Mais il faut aussi avoir le courage de se regarder dans le miroir et d’admettre que toute une génération d'Européens sans perspectives rend l’Allemagne responsable de leur sort. Quiconque se repose sur une certaine idée de l’Europe sans gagner l’adhésion des Européens peut se retrouver du jour au lendemain sans amis. (6)

Sascha Lehnartz

Notes du traducteur

(1) C’est tout le malheur des Européens du sud de croire encore que la théorie de Keynes les sortira de la récession économique dans laquelle ils sont englués depuis six ans.

(2) Quand il était président, Sarkozy avait tenu absolument à faire une relance keynésienne au lieu de réduire la taille gargantuesque de notre Etat providence. Celle-ci a creusé notre dette et a placé notre pays sous la tutelle de la Commission européenne.
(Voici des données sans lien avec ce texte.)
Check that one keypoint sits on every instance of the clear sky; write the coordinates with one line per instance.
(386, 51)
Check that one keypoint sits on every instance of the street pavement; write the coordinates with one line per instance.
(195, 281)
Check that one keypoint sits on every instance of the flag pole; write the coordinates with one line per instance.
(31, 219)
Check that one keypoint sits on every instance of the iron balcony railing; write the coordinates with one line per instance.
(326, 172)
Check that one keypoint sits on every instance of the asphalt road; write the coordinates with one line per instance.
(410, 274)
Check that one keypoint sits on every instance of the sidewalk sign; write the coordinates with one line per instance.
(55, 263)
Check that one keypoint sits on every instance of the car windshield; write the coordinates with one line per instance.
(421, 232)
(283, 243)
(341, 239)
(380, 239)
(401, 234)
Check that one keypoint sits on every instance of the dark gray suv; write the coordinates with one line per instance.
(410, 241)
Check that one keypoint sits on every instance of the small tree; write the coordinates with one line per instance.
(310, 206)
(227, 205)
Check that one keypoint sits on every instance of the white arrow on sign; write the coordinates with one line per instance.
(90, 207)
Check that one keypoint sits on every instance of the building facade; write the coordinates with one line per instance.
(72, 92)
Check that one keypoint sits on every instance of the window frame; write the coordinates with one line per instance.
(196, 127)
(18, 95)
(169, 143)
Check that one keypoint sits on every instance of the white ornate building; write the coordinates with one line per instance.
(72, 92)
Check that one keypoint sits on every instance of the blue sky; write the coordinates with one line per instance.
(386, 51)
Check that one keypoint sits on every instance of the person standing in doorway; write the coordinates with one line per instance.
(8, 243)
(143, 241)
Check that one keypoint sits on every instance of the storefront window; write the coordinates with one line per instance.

Bravo l’artiste !

(3) La politique énergétique de l’Allemagne est asservie par la secte écologiste qui lui a fait renoncer au nucléaire. C’est en matière de défense et non pas d’infrastructure que l’Allemagne doit faire de gros efforts budgétaires pour assurer la défense du continent européen contre les visées impérialistes de la Russie.

(4) Traduction : les cigales veulent plus de flexibilité budgétaire, les fourmis plus de flexibilité du marché du travail.

(5) Les économistes en question sont soit marxistes, soit keynésiens, mais certainement pas libéraux.

(6) C’est le cœur du problème. A défaut d’avoir convaincu les cigales, les fourmis doivent en tirer la conclusion qui s’impose : quitter le gouvernail du radeau de la méduse (zone euro) qui ne leur vaut que quolibets et rancunes de la part des cigales, et vite retourner au deutschemark. Tant pis pour les cigales sourdes à la raison et qui périront quand les requins de la finance attaqueront leur radeau de la méduse surendetté. Amen, amen je vous le dis ! Chacun pour soi et Dieu pour tous.